Yan Luo noticed immediately.

"Again," he murmured.

Xu Yang stopped near the bed. Zhao Wei looked down at him. For the first time since waking, his breathing steadied.

A Strange Clarity___

"You," Zhao Wei whispered.

Xu Yang's golden eyes held his gaze.

"She's in the kitchen," Zhao Wei continued slowly. His head turned toward the back room. "And she's also buried in the hill cemetery." His voice did not break this time.

He simply looked confused. "Why are both true?"

The threads around Xu Yang were calm. Neither fixed Nor pulled. Just… steady.

Yan Luo watched carefully. "The anchor recognizes him as a constant."

Qing Li frowned. "But he's not resolving the contradiction."

"No," Yan Luo said.

"He's preventing the collapse."

Shen Lian stepped toward the kitchen. She pushed the curtain aside.Nothing was there.

No woman.No stove fire.Yet the air carried a faint warmth. A memory so vivid it had begun shaping the present.

When she returned, Zhao Wei was standing.

"Where are you going?" Qing Li asked quickly.

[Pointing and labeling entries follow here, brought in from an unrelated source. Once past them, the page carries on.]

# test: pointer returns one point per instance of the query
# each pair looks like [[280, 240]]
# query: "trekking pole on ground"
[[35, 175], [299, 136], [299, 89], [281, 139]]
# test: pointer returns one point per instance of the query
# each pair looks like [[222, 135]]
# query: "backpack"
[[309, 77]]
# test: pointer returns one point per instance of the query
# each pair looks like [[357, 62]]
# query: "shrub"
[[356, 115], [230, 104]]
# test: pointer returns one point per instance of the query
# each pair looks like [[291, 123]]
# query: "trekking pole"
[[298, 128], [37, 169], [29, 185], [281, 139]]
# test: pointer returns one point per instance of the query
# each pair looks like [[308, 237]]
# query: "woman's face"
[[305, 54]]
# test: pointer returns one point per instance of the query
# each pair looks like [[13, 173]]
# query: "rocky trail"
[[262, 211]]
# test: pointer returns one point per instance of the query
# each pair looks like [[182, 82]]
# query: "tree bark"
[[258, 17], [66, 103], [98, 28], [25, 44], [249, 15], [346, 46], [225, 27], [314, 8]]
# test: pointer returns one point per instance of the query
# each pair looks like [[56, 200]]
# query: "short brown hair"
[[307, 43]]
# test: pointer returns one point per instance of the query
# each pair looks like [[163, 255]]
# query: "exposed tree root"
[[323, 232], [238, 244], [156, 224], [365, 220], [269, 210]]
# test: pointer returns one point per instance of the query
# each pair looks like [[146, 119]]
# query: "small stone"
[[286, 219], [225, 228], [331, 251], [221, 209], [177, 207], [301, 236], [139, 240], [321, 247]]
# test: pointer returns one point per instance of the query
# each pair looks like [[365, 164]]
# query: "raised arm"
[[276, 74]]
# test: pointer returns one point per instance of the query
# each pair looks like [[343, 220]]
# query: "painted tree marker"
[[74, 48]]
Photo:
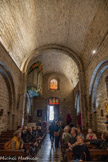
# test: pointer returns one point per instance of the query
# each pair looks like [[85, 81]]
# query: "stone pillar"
[[83, 99]]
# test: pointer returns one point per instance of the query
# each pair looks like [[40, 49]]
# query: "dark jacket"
[[81, 152]]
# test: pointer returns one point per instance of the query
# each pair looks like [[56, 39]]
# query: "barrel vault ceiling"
[[81, 25]]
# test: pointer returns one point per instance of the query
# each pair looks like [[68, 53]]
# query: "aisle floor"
[[48, 153]]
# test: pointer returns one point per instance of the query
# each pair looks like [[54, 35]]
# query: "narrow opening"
[[51, 112]]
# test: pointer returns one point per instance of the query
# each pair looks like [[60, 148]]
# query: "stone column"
[[83, 99]]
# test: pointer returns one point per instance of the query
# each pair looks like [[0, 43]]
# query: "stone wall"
[[4, 104], [94, 120], [64, 93], [10, 85], [101, 99]]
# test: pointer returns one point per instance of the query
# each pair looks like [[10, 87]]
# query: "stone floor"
[[48, 153]]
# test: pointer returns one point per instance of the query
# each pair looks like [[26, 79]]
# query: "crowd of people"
[[71, 138], [25, 135]]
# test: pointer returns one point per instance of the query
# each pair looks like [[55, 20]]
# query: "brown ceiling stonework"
[[54, 61], [25, 25]]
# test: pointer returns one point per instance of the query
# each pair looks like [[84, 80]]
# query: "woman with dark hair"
[[80, 150], [102, 144]]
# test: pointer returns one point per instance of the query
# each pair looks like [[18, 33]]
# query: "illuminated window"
[[53, 84], [51, 113], [106, 80]]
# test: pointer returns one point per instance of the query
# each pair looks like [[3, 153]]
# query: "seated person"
[[79, 132], [16, 142], [80, 150], [29, 136], [39, 131], [34, 131], [33, 147], [66, 135], [102, 144], [91, 135], [73, 138], [24, 134]]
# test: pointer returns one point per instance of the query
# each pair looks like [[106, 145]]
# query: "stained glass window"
[[53, 84]]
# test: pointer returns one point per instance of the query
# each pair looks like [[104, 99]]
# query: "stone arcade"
[[65, 40]]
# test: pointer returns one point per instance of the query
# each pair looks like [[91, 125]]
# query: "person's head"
[[17, 133], [90, 131], [104, 136], [80, 139], [66, 129], [74, 132]]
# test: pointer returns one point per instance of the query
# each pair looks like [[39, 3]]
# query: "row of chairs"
[[6, 136]]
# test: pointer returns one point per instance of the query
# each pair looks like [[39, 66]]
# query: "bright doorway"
[[51, 113]]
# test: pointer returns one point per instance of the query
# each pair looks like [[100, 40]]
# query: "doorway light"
[[94, 52]]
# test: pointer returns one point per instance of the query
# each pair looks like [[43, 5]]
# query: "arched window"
[[77, 102], [53, 84], [106, 80]]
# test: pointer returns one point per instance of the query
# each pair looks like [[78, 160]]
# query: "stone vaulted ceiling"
[[57, 62], [81, 25]]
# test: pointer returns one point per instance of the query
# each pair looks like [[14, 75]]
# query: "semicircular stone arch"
[[98, 96], [8, 83], [96, 76], [77, 60]]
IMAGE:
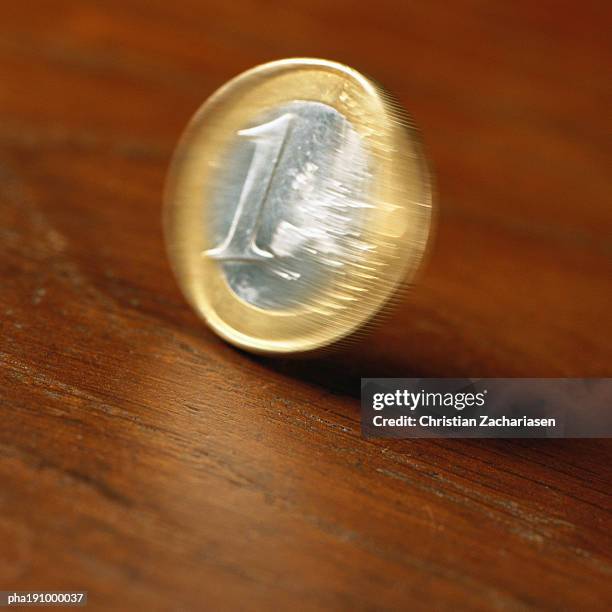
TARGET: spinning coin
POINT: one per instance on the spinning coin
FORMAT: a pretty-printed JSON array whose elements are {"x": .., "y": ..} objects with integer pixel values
[{"x": 297, "y": 206}]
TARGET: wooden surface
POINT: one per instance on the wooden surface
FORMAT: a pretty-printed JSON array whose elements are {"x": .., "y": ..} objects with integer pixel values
[{"x": 147, "y": 462}]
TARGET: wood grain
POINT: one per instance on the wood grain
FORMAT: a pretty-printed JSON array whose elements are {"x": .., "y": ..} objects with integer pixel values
[{"x": 147, "y": 462}]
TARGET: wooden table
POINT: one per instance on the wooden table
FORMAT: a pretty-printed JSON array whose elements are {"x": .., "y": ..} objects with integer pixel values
[{"x": 146, "y": 461}]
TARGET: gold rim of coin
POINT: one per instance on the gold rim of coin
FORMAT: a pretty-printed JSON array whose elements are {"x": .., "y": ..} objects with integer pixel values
[{"x": 397, "y": 226}]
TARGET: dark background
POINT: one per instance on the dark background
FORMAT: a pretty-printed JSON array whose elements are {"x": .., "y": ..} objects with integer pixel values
[{"x": 146, "y": 461}]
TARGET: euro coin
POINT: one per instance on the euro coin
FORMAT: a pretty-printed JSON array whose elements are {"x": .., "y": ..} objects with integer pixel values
[{"x": 298, "y": 205}]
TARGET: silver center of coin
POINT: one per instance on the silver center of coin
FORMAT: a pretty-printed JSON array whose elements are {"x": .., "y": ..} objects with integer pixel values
[{"x": 287, "y": 211}]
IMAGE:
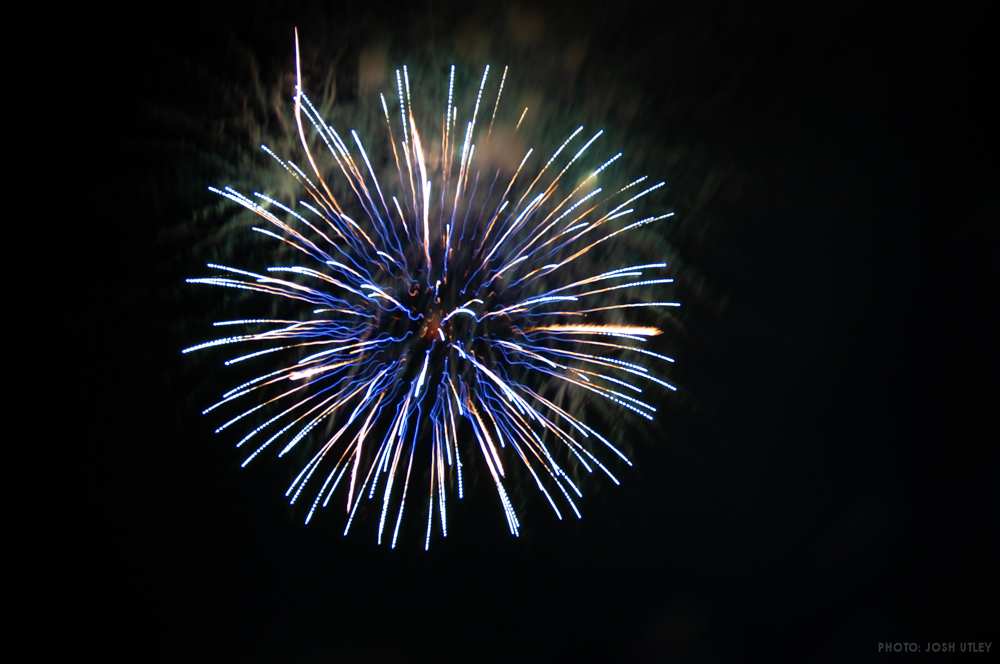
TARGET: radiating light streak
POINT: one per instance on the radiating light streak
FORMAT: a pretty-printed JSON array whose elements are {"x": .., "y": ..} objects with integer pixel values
[{"x": 437, "y": 340}]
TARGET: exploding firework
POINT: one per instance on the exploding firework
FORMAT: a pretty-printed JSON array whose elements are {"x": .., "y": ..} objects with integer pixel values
[{"x": 445, "y": 319}]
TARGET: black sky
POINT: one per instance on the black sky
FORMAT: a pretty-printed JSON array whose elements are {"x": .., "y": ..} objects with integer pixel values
[{"x": 822, "y": 485}]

Zhao Wei looked toward the door.

"I need to check the cemetery."

His expression was oddly calm now.

"And then I need to go home."

Yan Luo frowned.

"You're already home."

Zhao Wei smiled faintly.

"In one life."

He walked out of the house. The villagers parted silently as he passed. Xu Yang followed him. The threads in the air shifted again not violently this time, but curiously.

Watching and Learning.

Shen Lian spoke softly behind them. "The anchor is adapting."

Qing Li turned sharply."Adapting how?"

She looked toward the distant shrine.

"At first it tried to choose one truth."

Her voice lowered. "Now it's trying to hold both."

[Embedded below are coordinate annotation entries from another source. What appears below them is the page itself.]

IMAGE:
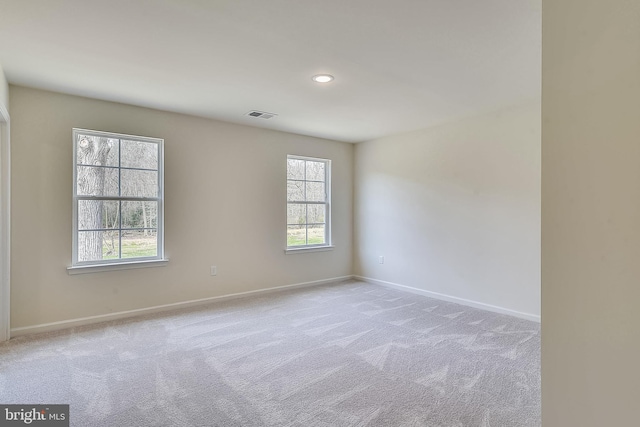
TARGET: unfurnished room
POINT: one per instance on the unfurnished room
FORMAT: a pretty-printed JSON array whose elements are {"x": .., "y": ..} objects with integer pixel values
[{"x": 338, "y": 213}]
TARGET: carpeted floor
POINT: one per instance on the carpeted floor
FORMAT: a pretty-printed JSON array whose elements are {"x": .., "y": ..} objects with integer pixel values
[{"x": 347, "y": 354}]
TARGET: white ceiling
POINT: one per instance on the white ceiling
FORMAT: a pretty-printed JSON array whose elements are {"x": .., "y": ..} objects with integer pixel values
[{"x": 398, "y": 65}]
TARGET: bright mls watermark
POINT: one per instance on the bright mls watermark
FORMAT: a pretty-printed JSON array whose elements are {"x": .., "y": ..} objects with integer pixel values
[{"x": 34, "y": 415}]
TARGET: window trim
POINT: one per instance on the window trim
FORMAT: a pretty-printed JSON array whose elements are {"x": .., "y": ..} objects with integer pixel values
[
  {"x": 328, "y": 244},
  {"x": 118, "y": 263}
]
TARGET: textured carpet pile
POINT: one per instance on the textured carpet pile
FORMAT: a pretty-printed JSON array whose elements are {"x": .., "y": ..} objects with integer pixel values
[{"x": 347, "y": 354}]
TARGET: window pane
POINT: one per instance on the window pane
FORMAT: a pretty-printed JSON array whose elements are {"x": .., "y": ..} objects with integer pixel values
[
  {"x": 296, "y": 214},
  {"x": 93, "y": 214},
  {"x": 111, "y": 244},
  {"x": 315, "y": 214},
  {"x": 97, "y": 151},
  {"x": 295, "y": 169},
  {"x": 295, "y": 191},
  {"x": 139, "y": 243},
  {"x": 316, "y": 234},
  {"x": 315, "y": 171},
  {"x": 137, "y": 154},
  {"x": 97, "y": 181},
  {"x": 296, "y": 235},
  {"x": 139, "y": 214},
  {"x": 315, "y": 192},
  {"x": 98, "y": 245},
  {"x": 136, "y": 183}
]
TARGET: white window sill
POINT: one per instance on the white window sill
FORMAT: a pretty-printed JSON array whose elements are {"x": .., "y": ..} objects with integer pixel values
[
  {"x": 82, "y": 269},
  {"x": 291, "y": 251}
]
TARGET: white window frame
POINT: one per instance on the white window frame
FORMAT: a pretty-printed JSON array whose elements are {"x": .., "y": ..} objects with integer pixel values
[
  {"x": 327, "y": 186},
  {"x": 117, "y": 264}
]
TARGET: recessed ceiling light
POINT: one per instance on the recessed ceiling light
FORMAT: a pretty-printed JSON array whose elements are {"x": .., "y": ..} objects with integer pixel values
[{"x": 322, "y": 78}]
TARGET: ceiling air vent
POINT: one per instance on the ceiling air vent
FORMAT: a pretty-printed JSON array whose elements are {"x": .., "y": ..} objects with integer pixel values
[{"x": 261, "y": 114}]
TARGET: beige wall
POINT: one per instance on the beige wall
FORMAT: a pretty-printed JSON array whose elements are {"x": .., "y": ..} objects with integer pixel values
[
  {"x": 4, "y": 90},
  {"x": 455, "y": 209},
  {"x": 591, "y": 213},
  {"x": 225, "y": 206}
]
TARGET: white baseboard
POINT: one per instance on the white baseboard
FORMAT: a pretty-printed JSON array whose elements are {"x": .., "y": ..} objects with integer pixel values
[
  {"x": 443, "y": 297},
  {"x": 64, "y": 324}
]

Yan Luo's expression darkened. "That's impossible."

"Yes," Shen Lian said.

"And yet it's happening."

The Walk to the Hill_____

Zhao Wei reached the road leading to the cemetery. Half the villagers expected him to break. To scream again. To collapse under the weight of two pasts. Instead, he walked calmly. As if both paths were simply parts of the same road.Xu Yang padded beside him silently.

Far below the earth, the basin of memory light pulsed slowly. The threads dipped into it one by one.Testing and Learning.

The anchor was no longer trying to repair reality.It was studying how contradictions could survive.

Zhao Wei stopped at the base of the hill. He looked toward the cemetery gate. Then toward the village behind him. His voice was steady. "I think I understand now."

Yan Luo stepped forward cautiously.

"What do you understand?"

Zhao Wei smiled faintly.

"In one life I will mourn her." His gaze shifted back toward the village. "In the other… I will eat breakfast with her tomorrow."

The Bell Rings Again_____

At that moment, the shrine bell rang. Not once But twice. The sound rolled across the valley like two overlapping echoes. Every thread in the village trembled.

Qing Li felt the change immediately. "This isn't a collapse," he whispered.

Yan Luo finished the thought.

"It's multiplication."

As the second echo of the bell faded into the morning sky, Xu Yang lifted his head. Because for the first time since the threads began splitting... He felt another presence influencing them. Neither the anchor Nor Heaven. Something else had begun touching the weave. And far away, at the edge of the world's memory, someone smiled. Because the moment a single life could hold two pasts...

The future would no longer belong to one timeline. It would belong to whoever learned how to guide them.